Different paint types:
Some paints have specific requirements for proper application. Most noticeable differences there is between metalizers and acrylics, primers and varnishes. With that said, I have to say that even Alclad2 paints for example /which are being known as mostly applicable with single-action airbrush/, are very easily applied with GP-50. The trick is to keep the same trigger action for every next layer, which is easily learned with very short experience using the airbrush.
Acrylics, especially those from Vallejo/AK-Interactive/MIG tend to dry the tip rather quickly, which is too – unavoidable here, but it isn’t that bad as with a conventional airbrush. Again, due to the larger nozzle and wider range of trigger control. Of course, a bit more dilution is needed before spraying, since the size of .5mm let more air come through and logically, it will need proper paint setting. The coverage is great though, the atomization adequate and cleaning – a breeze.
My experience with primers is more limited, since I love to use Grey Microfiller from Alclad2 or Mr.Surfacer in spray cans and nothing else, but even with that I sometimes try different primers. Being a large scale plane builder, I did some tests on 32nd scale STUKA using Sparmax GP-50 and Vallejo grey primer with satisfactory results.
The spray session was rather short, the primer was applied in slightly wet looks, but not being overdone in any way and the coverage was even. Doing the wings took me no time and my hand wasn’t tired at all, plus the cleaning with the proper cleaner was easy and straight forward process.
True – more cleaner is wasted, but the airbrush is safe and even though I checked afterwards for my own personal knowledge – there were no residue on the needle or nozzle.
I mentioned already that there is no need for constant disassembly, although as I’ve just said – some decent amount of cleaner is wasted.
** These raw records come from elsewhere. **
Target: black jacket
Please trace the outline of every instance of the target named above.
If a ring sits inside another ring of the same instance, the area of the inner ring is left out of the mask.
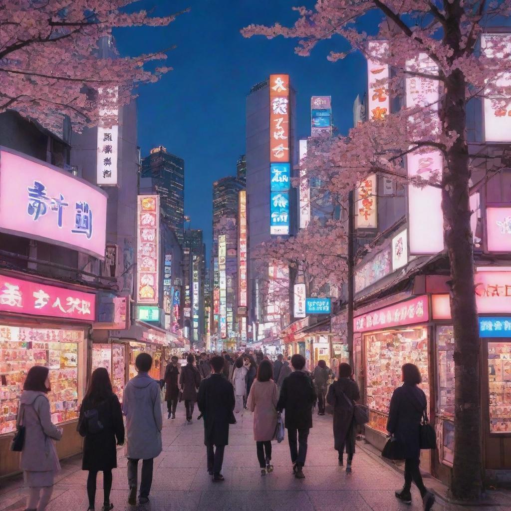
[[[312,427],[312,405],[317,394],[312,380],[303,371],[294,371],[284,378],[277,410],[286,410],[285,425],[288,429]]]
[[[234,409],[234,388],[222,374],[212,374],[200,382],[198,401],[204,421],[204,443],[229,444],[229,418]]]
[[[401,443],[406,458],[421,454],[421,420],[427,406],[426,394],[416,385],[404,383],[392,394],[387,430]]]
[[[103,431],[95,434],[86,434],[84,414],[87,410],[98,410]],[[110,470],[117,467],[116,444],[124,443],[124,424],[121,404],[114,394],[108,400],[95,405],[86,398],[80,407],[78,431],[85,436],[83,443],[82,470]],[[117,442],[116,442],[117,438]]]

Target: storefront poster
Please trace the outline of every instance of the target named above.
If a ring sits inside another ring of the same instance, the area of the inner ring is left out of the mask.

However, I found that the AJAX windows cleaner works very good with most of the paints I have in stash – Tamiya, Mr.Aqueous, MIG and AK-Interactive. The formula with the transparent AJAX works best for me, but I am pretty sure that wherever you are in the World, there is a decently priced ammonia based windows cleaner that will do the job for you. If you don’t have AJAX of course.
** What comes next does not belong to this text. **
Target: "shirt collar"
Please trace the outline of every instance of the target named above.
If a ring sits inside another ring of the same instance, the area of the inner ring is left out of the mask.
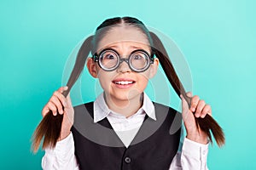
[[[107,105],[104,99],[104,93],[102,93],[94,102],[94,122],[97,122],[107,117],[112,111]],[[154,106],[149,97],[143,93],[143,104],[141,109],[153,120],[156,121]],[[141,110],[140,109],[140,110]]]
Alclad2 is paint that sometimes I clean with aggressive solutions and by that I mean really aggressive. Mostly acetone-based solutions available in most DYI stores, which I found to be suitable for work with airbrushes and their O-rings. So cleaning GP-50 from Alclad2 residue is easy with the proper cleaner. If you have lacquer-based cleaner that you are used to, you can easily work with that, or if you don’t want to test something new, just use what manufacturer of the paint suggests, to flush it through. In that latter case though, cost effectiveness drops, since cleaners are made more expensive on purpose and you have to live with that. But you will be safe for sure.
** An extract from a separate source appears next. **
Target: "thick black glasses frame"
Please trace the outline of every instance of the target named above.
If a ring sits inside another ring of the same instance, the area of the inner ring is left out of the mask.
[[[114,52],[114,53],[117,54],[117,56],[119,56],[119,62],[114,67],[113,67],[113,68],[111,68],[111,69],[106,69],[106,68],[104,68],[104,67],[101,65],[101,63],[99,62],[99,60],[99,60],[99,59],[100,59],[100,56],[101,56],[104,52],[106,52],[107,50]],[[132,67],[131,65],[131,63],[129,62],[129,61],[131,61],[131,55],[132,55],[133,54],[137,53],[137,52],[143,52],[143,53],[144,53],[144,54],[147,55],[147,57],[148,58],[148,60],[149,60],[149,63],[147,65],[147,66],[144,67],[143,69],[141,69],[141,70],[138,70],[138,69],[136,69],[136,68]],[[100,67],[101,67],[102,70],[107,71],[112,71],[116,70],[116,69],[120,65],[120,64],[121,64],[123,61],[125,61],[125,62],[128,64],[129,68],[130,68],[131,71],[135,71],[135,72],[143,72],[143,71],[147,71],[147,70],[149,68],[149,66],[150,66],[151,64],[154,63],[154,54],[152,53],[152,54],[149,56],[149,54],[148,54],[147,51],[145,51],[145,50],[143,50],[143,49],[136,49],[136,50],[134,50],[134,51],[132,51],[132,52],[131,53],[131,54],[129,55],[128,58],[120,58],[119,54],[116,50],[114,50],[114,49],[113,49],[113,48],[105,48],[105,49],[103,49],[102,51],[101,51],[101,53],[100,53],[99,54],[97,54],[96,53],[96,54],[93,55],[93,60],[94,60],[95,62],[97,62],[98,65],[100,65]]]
Sparmax GP-50 is one very fine and very useful airbrush from the pistol grip family of airbrushes. The size of the nozzle is the primary reason for that. There is no doubt, that Sparmax will give you a reliable and trustworthy tool and that combined with its design is a ticket to success in airbrushing.
The set features handle, two paint cups and a good boxing, which all combined will serve well and in wider spectrum of purposes. The price is also affordable and you can hardly find anything better and with lower price tag on the market.
Spare parts – although with not such a significance when talking about pistol grips – are available widely and knowing my experience while contacting Sparmax will be a case easily solvable. To be more specific about the parts you might need, you should refer to the clearly depicted instruction sheet where everything is pointed out and numbered.
Overall, GP-50 provides superb experience and excellent performance and will solve the airbrushing problems for many, especially for those who wants to cut some corners and get straight to the point without much hassle.